I'd suggest not making use of a continuous burn approach, even to a suborbital trajectory. You can get much faster/further by throttling back up to max once you pass the lowest 6-10 km of atmo, cutting engine power to cruise to APO once you have enough vertical speed to clear the atmosphere, and then re-igniting your engines near APO to build up as much horizontal speed as possible. You probably also want to pitch over earlier and more sharply in ascent- so you build up horizontal velocity sooner... If you do this right, you also require little to no heatshielding, as youre-entry will be quite shallow. Finally, more fuel tanks could have gotten you a LOT further on your first liquid fueled launch. Your TWR was far higher than is optimal. Regards, Northstar

Nibb, I must remind you that the Delta-V necessary to reach a given speed and altitude and the speed you travel at that altitude are two entirely different things. It takes well over 2000 m/s to reach Mach 3 and 24 km altitude. You also can efficiently use vacuum-optimized rocket nozzles at 24 km, which drastically increases your ISP... See below: The problem with air-launch really isn't that it doesn't make sense from a physics perspective. It's that to really get the most out of it, you need an expensive-to-develop plane uniquely built for high altitude flight with a very heavy payload... The R&D costs are what get you... Besides, if you're trying to get the most out of a plane, why stop at air-launch? It makes a lot more sense to just build a spaceplane that dolphins out of the atmosphere, and release a heavy upper-stage on a suborbital trajectory at a couple km/s of speed.
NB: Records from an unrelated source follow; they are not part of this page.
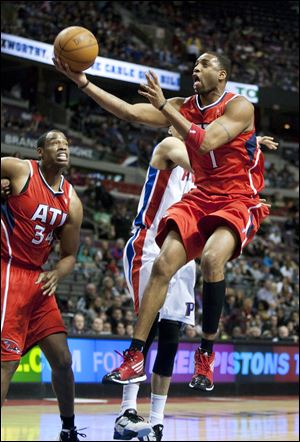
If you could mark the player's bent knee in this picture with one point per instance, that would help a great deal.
(211, 262)
(162, 267)
(63, 361)
(167, 347)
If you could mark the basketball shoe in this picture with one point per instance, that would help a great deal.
(71, 435)
(156, 433)
(130, 425)
(130, 371)
(204, 369)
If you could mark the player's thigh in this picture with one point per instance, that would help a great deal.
(56, 349)
(219, 247)
(172, 255)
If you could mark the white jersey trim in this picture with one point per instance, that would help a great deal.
(248, 223)
(209, 105)
(6, 276)
(249, 172)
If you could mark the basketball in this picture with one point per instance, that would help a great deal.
(77, 47)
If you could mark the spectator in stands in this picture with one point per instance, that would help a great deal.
(254, 332)
(97, 326)
(95, 308)
(88, 298)
(120, 329)
(117, 251)
(237, 333)
(86, 252)
(107, 329)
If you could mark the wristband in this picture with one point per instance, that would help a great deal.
(163, 105)
(85, 85)
(195, 137)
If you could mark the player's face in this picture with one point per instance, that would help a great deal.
(56, 150)
(206, 74)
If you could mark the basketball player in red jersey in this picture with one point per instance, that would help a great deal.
(213, 222)
(42, 204)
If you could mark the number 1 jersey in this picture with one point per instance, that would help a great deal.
(237, 167)
(28, 220)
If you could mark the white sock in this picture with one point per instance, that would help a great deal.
(130, 393)
(158, 403)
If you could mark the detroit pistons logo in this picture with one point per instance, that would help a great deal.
(11, 346)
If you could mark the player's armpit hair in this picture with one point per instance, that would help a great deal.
(226, 130)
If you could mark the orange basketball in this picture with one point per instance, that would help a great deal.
(77, 47)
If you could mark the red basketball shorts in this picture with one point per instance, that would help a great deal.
(198, 215)
(26, 315)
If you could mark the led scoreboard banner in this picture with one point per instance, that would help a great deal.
(242, 363)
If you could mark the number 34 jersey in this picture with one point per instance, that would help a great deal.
(28, 220)
(236, 168)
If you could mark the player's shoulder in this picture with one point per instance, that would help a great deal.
(15, 166)
(238, 103)
(177, 102)
(75, 202)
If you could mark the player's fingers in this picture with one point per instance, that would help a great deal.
(150, 80)
(40, 278)
(154, 76)
(144, 94)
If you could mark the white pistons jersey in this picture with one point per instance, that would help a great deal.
(162, 189)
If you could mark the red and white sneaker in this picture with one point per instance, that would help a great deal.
(204, 369)
(131, 370)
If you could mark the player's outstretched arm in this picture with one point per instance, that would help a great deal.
(16, 171)
(237, 118)
(69, 243)
(138, 113)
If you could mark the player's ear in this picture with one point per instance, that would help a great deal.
(40, 153)
(222, 75)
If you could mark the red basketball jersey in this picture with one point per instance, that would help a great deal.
(234, 168)
(28, 220)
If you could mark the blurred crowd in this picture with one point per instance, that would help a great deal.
(257, 37)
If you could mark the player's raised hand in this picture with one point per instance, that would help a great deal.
(5, 187)
(152, 90)
(268, 142)
(51, 280)
(78, 77)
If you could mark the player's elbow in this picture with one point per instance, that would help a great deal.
(205, 147)
(131, 114)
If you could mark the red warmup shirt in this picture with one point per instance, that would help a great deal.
(28, 220)
(234, 168)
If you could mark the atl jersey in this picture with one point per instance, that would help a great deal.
(28, 220)
(162, 188)
(234, 168)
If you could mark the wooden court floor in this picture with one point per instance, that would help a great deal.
(186, 419)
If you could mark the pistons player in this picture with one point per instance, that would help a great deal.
(165, 184)
(216, 220)
(41, 205)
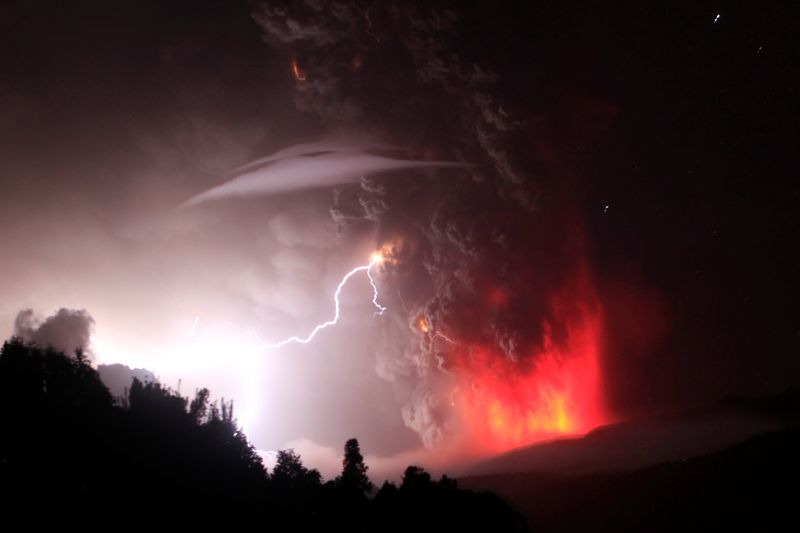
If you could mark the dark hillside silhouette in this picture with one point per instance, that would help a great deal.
(71, 455)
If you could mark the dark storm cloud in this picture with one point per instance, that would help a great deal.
(401, 72)
(67, 330)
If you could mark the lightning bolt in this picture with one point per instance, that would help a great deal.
(376, 259)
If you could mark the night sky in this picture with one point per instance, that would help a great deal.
(581, 207)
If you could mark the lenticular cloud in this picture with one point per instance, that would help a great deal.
(308, 166)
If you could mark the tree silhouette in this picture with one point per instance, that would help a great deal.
(354, 472)
(64, 442)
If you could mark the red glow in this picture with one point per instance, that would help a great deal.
(506, 403)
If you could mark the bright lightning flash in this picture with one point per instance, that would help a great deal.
(375, 259)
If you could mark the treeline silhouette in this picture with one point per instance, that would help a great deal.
(70, 454)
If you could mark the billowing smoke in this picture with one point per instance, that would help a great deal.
(494, 334)
(67, 330)
(118, 378)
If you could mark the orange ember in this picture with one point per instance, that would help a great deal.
(423, 325)
(556, 391)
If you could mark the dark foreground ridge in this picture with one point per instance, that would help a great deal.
(72, 455)
(752, 486)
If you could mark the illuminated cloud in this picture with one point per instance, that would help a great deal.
(308, 166)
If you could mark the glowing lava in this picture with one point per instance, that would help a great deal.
(555, 391)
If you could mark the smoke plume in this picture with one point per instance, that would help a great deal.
(495, 335)
(67, 330)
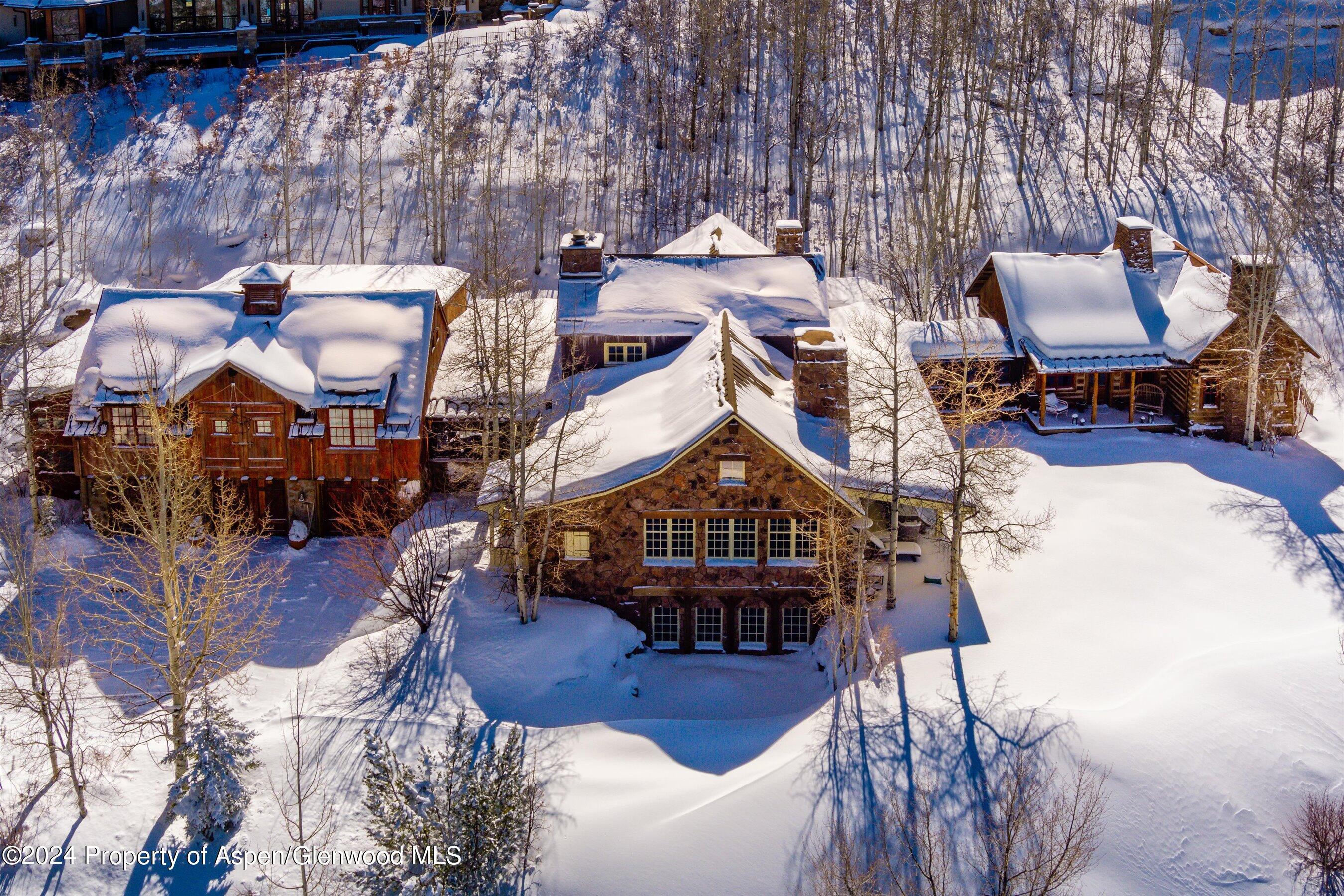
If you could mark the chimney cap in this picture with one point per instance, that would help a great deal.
(580, 238)
(1135, 222)
(266, 274)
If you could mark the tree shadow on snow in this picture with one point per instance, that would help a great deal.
(880, 749)
(1297, 488)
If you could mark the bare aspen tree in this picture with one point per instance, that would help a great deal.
(980, 468)
(304, 797)
(178, 590)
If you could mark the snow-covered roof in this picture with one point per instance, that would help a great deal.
(367, 348)
(978, 337)
(654, 412)
(350, 278)
(715, 235)
(675, 295)
(1068, 310)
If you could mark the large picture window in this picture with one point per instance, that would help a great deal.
(131, 426)
(792, 542)
(752, 628)
(351, 426)
(669, 542)
(730, 541)
(667, 628)
(797, 624)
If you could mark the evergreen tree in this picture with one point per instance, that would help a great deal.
(476, 810)
(212, 794)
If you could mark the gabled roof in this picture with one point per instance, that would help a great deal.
(326, 348)
(654, 412)
(348, 278)
(715, 235)
(674, 295)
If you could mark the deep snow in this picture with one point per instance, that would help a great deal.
(1179, 626)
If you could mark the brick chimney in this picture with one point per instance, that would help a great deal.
(265, 288)
(1254, 277)
(1135, 241)
(788, 237)
(581, 254)
(822, 374)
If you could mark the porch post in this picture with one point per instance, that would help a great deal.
(1041, 390)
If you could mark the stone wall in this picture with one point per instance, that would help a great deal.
(617, 578)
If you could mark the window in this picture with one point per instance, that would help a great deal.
(351, 426)
(624, 354)
(1207, 391)
(752, 628)
(669, 542)
(733, 472)
(730, 541)
(797, 625)
(577, 546)
(131, 426)
(792, 541)
(667, 628)
(709, 628)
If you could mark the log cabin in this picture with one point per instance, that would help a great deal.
(1139, 335)
(306, 385)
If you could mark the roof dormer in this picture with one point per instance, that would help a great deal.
(265, 288)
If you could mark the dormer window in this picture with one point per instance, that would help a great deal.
(620, 354)
(351, 426)
(733, 472)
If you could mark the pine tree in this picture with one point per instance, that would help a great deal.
(459, 802)
(212, 794)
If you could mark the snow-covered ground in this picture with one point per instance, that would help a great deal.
(1179, 625)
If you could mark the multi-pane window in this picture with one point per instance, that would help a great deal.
(667, 626)
(752, 628)
(797, 625)
(730, 539)
(624, 354)
(351, 426)
(577, 546)
(792, 539)
(744, 539)
(709, 628)
(1279, 393)
(733, 472)
(131, 426)
(669, 539)
(1207, 391)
This way, you eliminate the need for a first stage entirely, while not needing to design a spaceplane that can get all the way to orbit (the difficulties of spaceplane design increase exponentially the more Delta-V it needs to carry- and the wings/ airbreathing engines don't provide any benefit once you're high enough you need to swap to rocket propulsion, they're just deadweight, and at that point Lift/Drag is likely to end up below 1...) Of course, at that point you're probably just better off with a reusable launch stage, ala Falcon 9, unless you're using something like Microwave Beamed Power which is very limited in takeoff-thrust (and since Escape Dynamics went under, MBP probably won't happen for at least 40 years...) Regards, Northstar

My point is that the costs of fetching those resources from LEO down tobthe syrface really aren't that high. It doesn't matter what the concentrations are if the wlements within that ore are valuable enough. With a reusable capsule system (the capsules wouldn't even need to be pressurized), the costs to bring that ore down to the surface would become comparatively very low indeed. We're talking hundreds or thousands of re-uses each year (for a single large asteroid) of a small capsule launched atop a reusable rocket- something no larger than the Falcon 9 at most... With enough launches/re-uses each year, the economies of scale really start to add up... And, as any veteran KSP player is well aware, many Near-Earth Objects would require *very* little Delta-V to bring to an aerocapture trajectory in the first place (less than 100 m/s). So the fuel costs of moving an asteroid to LEO could be very low- less still if you're willing to make shallow aerobraking passes that leave Earth's SOI a few times (possibly with Lunar gravity-braking as well) before finally capturing such an asteroid. Regards, Northstar

At a value of multiple trillions of dollars for a single asteroid (for reference, NASA's annual budget is 18-19 billion $, and $4 trillion is nearly the annual US budget), you wouldn't need to purify the minerals. It would literally be profitable just to cut the asteroid up into chunks that you send down to Earth unrefined. Especially if the recovery capsules were, reusable, and could be re-launched back to orbit on reusable rockets... Cutting an asteroid up into lots of small chunks wouldn't be easy- but it's certainly feasible. Regards, Northstar

Ummm, actually the survivability of US and Western European fighters is excellent. The chances are they will be used in asymmetrical wars, against oppoments who aren't capable of shooting them down. And they make plenty of patrols and teaining flights in peacetime. If we ever started chewing throughhigh-tech fighters like in WWII, by contrast, we'd be *forced* to opt for a cheaper design. Single-use high-tech fighters simply aren't an affordable prospect... So no, fighters really *are* reusable... Regards, Northstar EDIT: My bad- didn't notice how old that post was...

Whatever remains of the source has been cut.